お香みたいなしっとりとした香りで、どこか色っぽい。大人の女を思わさせる香り。
あれ?でも、この香りどこかで―――……
何となく隣の戒を見ると、戒は目を開いて女の人を凝視していた。
いや、視線の先は女の人たちではなく、彼女らが持っている小さな瓶。
「戒?」
「それ!」
戒が振り返り、女の人に勢い込んだ。
突然話しかけられた女の人たちは驚いて目をしばたかせている。あたしだってびっくりだ。

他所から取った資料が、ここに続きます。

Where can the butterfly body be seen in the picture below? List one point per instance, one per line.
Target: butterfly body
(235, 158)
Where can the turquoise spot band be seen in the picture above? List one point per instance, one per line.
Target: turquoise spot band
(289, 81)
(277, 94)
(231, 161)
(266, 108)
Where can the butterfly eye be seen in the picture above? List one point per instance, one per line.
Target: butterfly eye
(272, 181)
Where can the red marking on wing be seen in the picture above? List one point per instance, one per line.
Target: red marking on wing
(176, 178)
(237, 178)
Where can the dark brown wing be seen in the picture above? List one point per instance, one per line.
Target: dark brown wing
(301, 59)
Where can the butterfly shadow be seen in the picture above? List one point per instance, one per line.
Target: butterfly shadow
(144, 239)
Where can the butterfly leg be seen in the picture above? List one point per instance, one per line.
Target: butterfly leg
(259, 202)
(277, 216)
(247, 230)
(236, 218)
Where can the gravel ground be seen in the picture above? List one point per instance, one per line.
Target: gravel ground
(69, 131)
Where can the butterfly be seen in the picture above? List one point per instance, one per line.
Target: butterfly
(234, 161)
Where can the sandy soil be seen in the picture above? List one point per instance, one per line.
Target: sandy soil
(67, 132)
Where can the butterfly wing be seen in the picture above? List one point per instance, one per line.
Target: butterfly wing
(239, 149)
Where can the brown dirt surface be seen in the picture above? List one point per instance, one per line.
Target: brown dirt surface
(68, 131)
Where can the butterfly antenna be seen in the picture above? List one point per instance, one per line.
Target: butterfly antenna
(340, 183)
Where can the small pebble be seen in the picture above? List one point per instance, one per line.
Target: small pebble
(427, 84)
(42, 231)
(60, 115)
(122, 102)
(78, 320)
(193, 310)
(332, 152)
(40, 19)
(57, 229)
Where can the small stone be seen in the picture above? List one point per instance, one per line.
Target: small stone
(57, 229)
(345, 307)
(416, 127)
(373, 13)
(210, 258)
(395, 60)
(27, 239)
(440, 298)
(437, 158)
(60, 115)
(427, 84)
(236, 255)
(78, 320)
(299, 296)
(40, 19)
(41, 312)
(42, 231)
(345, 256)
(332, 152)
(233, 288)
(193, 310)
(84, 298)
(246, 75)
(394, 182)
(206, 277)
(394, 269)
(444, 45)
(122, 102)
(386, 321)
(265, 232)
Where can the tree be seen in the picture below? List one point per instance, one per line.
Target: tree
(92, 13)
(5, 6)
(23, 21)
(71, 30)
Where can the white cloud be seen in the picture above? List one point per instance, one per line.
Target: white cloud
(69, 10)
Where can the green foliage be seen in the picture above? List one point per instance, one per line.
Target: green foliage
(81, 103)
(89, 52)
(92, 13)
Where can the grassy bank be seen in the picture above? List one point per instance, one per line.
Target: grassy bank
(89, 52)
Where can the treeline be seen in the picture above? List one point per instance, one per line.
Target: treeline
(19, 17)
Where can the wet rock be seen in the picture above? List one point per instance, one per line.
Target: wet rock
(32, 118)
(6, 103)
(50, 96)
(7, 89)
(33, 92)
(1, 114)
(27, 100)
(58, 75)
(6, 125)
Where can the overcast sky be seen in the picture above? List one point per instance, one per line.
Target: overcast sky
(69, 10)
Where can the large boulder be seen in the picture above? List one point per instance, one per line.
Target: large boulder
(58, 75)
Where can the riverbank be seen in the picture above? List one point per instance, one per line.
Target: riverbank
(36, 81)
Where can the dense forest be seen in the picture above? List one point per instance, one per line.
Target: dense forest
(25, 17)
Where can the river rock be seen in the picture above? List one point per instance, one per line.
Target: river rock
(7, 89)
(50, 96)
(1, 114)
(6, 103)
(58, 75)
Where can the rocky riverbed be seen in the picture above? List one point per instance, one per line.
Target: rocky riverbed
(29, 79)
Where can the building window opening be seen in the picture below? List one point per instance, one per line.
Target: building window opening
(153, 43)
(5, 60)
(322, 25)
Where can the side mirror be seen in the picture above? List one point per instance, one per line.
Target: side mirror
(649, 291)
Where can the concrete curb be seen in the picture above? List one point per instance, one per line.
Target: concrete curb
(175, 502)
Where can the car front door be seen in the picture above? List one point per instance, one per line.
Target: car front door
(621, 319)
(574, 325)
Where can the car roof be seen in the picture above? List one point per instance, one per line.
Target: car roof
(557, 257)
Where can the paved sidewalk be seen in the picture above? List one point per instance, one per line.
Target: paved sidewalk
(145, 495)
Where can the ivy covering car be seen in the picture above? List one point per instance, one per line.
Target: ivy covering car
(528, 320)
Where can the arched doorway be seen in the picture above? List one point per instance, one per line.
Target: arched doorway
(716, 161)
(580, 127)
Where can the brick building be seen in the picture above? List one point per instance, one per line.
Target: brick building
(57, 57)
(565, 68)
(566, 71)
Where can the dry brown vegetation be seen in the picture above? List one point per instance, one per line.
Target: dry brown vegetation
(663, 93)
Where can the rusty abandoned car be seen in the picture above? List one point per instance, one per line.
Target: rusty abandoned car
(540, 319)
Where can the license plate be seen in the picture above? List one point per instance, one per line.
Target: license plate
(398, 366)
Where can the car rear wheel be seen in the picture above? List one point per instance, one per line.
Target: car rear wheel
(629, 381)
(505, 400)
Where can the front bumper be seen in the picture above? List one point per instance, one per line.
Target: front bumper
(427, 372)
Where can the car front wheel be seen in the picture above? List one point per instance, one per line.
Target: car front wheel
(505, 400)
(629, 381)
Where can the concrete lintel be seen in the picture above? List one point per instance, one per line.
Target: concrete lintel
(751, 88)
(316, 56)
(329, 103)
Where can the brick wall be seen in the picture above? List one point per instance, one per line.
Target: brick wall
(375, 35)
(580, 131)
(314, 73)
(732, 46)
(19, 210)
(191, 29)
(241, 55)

あたしが居るってのにまさかのナンパ?―――には見えない。
目が真剣だったし、戒の視線の先は女の人って言うより、瓶に注がれている。
「えっと…?」
女の人は戸惑いながらも、イケメン戒に突然話しかけられたことにちょっとドキドキしたみたいに顔を赤くしている。
「あ、すんません。それ、何の香水ですか?」
戒が僅かに動揺しながら瓶を指差し、
「あ、えっと。彼女に買うてやろ思うて」
慌ててあたしの方を振り返る。いきなり話を振られてあたしは、ぎこちなく頷くことが精一杯。
「彼女?可愛いわね」と一応はあたしの方に笑顔を向けてくれたものの、女の人たちはちょっと残念そうだった。
それでも彼女たちは素直に、
「これはイヴ サンローランの“Opium”って香水だよ」
女の人はショーケースに並んだボトルの中から一つを指差し、その先には
漆塗りの印籠のようなちょっと変わったデザインのボトルがあった。